Neural Network Based Central Heating System Load Prediction and Constrained Control

1School of Municipal and Environmental Engineering, Shenyang Jianzhu University, Shenyang, Liaoning 110168, China
2Department of Electrical and Computer Engineering, National University of Singapore, Singapore 117576
3The Third Design Division, China Northeast Architectural Design and Research Institute Co., Ltd., Shenyang, Liaoning 110003, China

Correspondence should be addressed to Hongwei Wang; nc.ude.uzjs@whw_jh

Received 11 July 2017; Revised 7 January 2018; Accepted 10 January 2018; Published 7 February 2018

Academic Editor: Mauro Gaggero

Copyright © 2018 Hongwei Wang et al.
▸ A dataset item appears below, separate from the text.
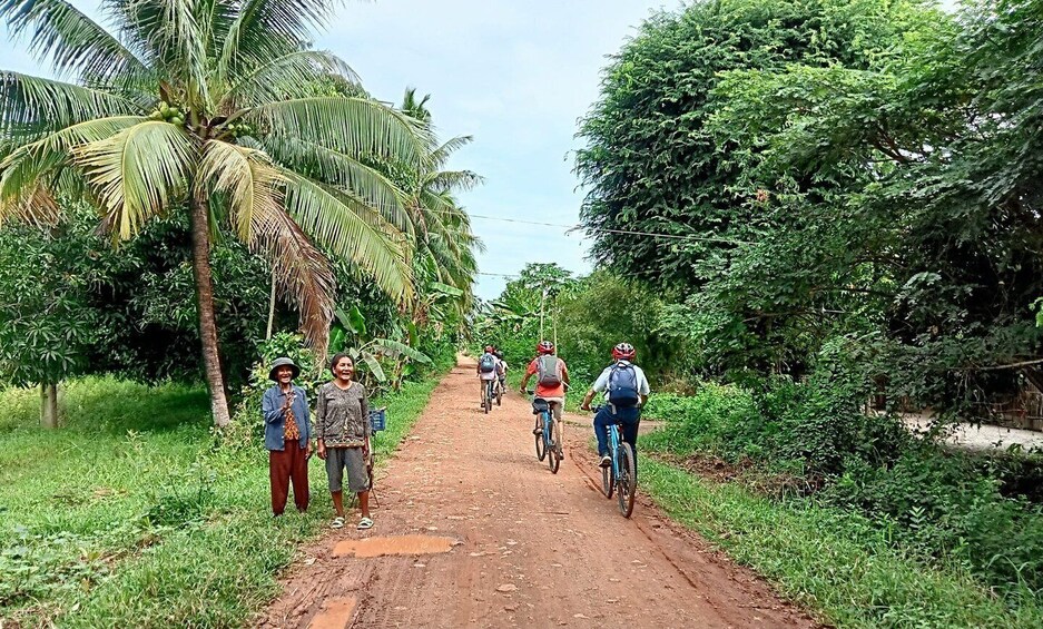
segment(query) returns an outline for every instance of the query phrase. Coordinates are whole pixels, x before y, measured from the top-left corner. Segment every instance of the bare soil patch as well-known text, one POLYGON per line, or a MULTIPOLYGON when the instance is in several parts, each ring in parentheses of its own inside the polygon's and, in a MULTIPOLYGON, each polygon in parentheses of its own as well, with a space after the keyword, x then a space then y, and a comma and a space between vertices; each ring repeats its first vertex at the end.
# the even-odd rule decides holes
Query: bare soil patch
MULTIPOLYGON (((600 490, 589 420, 570 420, 567 458, 552 474, 535 458, 529 401, 511 393, 486 415, 473 365, 459 366, 377 479, 376 525, 331 531, 303 551, 259 626, 816 626, 647 499, 621 518, 600 490), (398 535, 455 546, 420 556, 335 551, 398 535), (351 618, 343 608, 333 618, 329 601, 350 598, 351 618)), ((322 498, 314 503, 322 508, 322 498)))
This is an open access article distributed under the Creative Commons Attribution License, which permits unrestricted use, distribution, and reproduction in any medium, provided the original work is properly cited.

Abstract

A neural network (NN) based heating system load prediction and control scheme are proposed. Different from traditional physical principle based load calculation method, a multilayer NN is incorporated with selected input features and trained to predict the heating load as well as the desired supply water temperature in heating supply loop. In this manner, a complicated load calculation model can be replaced by simple but efficient data-driven scheme and the response time to outdoor temperature variation can be enhanced. Moreover, in order to handle the input and output constraints in valve opening degree control task to achieve desired supply water temperature, Barrier Lyapunov candidate function and axillary system technique are involved. An additional NN is employed to approximate the system transfer function with reliable accuracy. The stability of the system is guaranteed through rigorous mathematical analysis. The excellent performance of the novelly proposed control over traditional PID is demonstrated via extensive simulation study. A quantitative case study is also conducted to verify the flexibility and validity of proposed load prediction strategy.